Proving or disproving the only co-prime solutions 
Prove or disprove that the only solutions of
$$\begin{align}
xy = z\pmod {x+y}   \\
xz = y \pmod {x+z}\\
yz = x \pmod {y+z}\\
\end{align}
$$ in positive co-prime integers $x,y,z$ are $(1,1,1)$ and $(5,7,11)$.

My work:
The system of congruence is clearly symmetrical so we can assign the parameter labels so that $a<b<c$. In explicit form, the system of congruences can be written as
$$\begin{align}
xy = z+c(x+y)   \\
xz = y+b(x+z)\\
yz = x+a(y+z)\\
\end{align}
$$
where $a,b,c$ are integers. I tried adding and factoring these equations but nothing useful came out. I am stuck here.
Any help is greatly appreciated.
 A: This is not an actual proof but just an idea
The equations that you wrote imply that
$$\left(\frac{x-1}{a}\right)\left(\frac{y-1}{b}\right)\left(\frac{z-1}{c}\right)-\left(\frac{x-1}{a}\right)-\left(\frac{y-1}{b}\right)-\left(\frac{z-1}{c}\right)=2$$
An equation of this form i.e. $$ABC-A-B-C=2$$
has the positive integer solutions $(2,2,2)$, $(1,2,5)$, and $(1,3,3)$, and the integer solution $(-1,-1,-1)$.  However, not all triples $(a,b,c)$ that satisfy
the original set of congruences lead to integer quantities in the brackets.

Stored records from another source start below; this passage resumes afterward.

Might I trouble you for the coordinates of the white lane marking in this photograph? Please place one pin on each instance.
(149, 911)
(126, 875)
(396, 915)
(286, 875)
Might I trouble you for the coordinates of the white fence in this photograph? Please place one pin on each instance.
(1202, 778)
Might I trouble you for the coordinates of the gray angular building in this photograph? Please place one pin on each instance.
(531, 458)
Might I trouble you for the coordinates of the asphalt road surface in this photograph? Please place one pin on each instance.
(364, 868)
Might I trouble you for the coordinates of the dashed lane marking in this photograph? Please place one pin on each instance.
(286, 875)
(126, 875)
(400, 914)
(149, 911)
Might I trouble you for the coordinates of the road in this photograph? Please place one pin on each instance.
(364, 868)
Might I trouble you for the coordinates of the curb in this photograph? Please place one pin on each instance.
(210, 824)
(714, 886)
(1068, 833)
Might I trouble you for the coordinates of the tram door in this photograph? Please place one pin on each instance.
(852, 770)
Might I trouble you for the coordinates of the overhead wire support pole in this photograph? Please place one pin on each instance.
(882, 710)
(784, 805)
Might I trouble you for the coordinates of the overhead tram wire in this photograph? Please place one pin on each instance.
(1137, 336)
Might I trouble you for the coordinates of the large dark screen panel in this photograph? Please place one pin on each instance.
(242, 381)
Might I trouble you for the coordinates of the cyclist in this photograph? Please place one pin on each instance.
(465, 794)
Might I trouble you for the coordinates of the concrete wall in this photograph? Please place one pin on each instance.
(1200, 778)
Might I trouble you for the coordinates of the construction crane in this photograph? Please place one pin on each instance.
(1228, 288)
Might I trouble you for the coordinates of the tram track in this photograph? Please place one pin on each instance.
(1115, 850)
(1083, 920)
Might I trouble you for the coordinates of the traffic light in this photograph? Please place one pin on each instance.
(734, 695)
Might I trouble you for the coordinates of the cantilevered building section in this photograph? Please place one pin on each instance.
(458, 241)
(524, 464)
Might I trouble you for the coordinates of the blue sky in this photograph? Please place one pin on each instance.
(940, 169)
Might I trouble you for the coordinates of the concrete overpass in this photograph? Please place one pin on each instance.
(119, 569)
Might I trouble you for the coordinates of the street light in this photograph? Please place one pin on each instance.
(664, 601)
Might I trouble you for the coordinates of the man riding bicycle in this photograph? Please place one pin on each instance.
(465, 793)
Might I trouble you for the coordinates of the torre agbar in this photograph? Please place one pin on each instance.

Another interesting implication of the three coupled equations is
$$\left(\frac{z-x}{by}\right)=\frac{\left(\frac{z-y}{ax}\right)+\left(\frac{y-x}{cz}\right)}{1+\left(\frac{z-y}{ax}\right)\left(\frac{y-x}{cz}\right)}$$
which shows that the normalized distances [$a$ to $b$] and [$b$ to $c$] add up to the total distance [$a$ to $c$] in accord with the addition rule for velocities in special relativity.  (This can be seen most clearly by setting $x=\frac{1}{z}$, $y=\frac{1}{y}$, and $z=\frac{1}{x}$. )
For any integer solution $A,B,C$ of the original congruences, define
$$\begin{align}
g=\textrm{GCD}(A,B,C)\\
x=\frac{A}{g}\\
y=\frac{B}{g}\\
z=\frac{C}{g}
\end{align}
$$
and put $M = LCM(x+y,x+z,y+z)$.  It's clear that $x,y,z$ are pairwise
co-prime and that infinitely many other solution triples are given by
$$\begin{align}
A' = x(Mk+g)\\
B' = y(Mk+g)\\
C' = z(Mk+g)\\
\end{align}
$$
where $k$ is any integer.  A solution $(xg,yg,zg)$ with $g < M$ is called a minimal solution. Examination of the minimal solutions with $g=1$ shows that certain values
of $(x+y+z)$ occur frequently.
The basic equations imply that if $(x,y,z)$ are co-prime then $x$ divides
$bc-1$, $y$ divides $ac-1$, and $z$ divides $ab-1$, but this doesn't seem to be sufficient to prove that $(1,1,1)$ and $(5,7,11)$ are the only positive
co-prime solutions.  It appears that for most $($all$?)$ $g > 1$ there are
infinitely many minimal solutions, but I can't prove that either.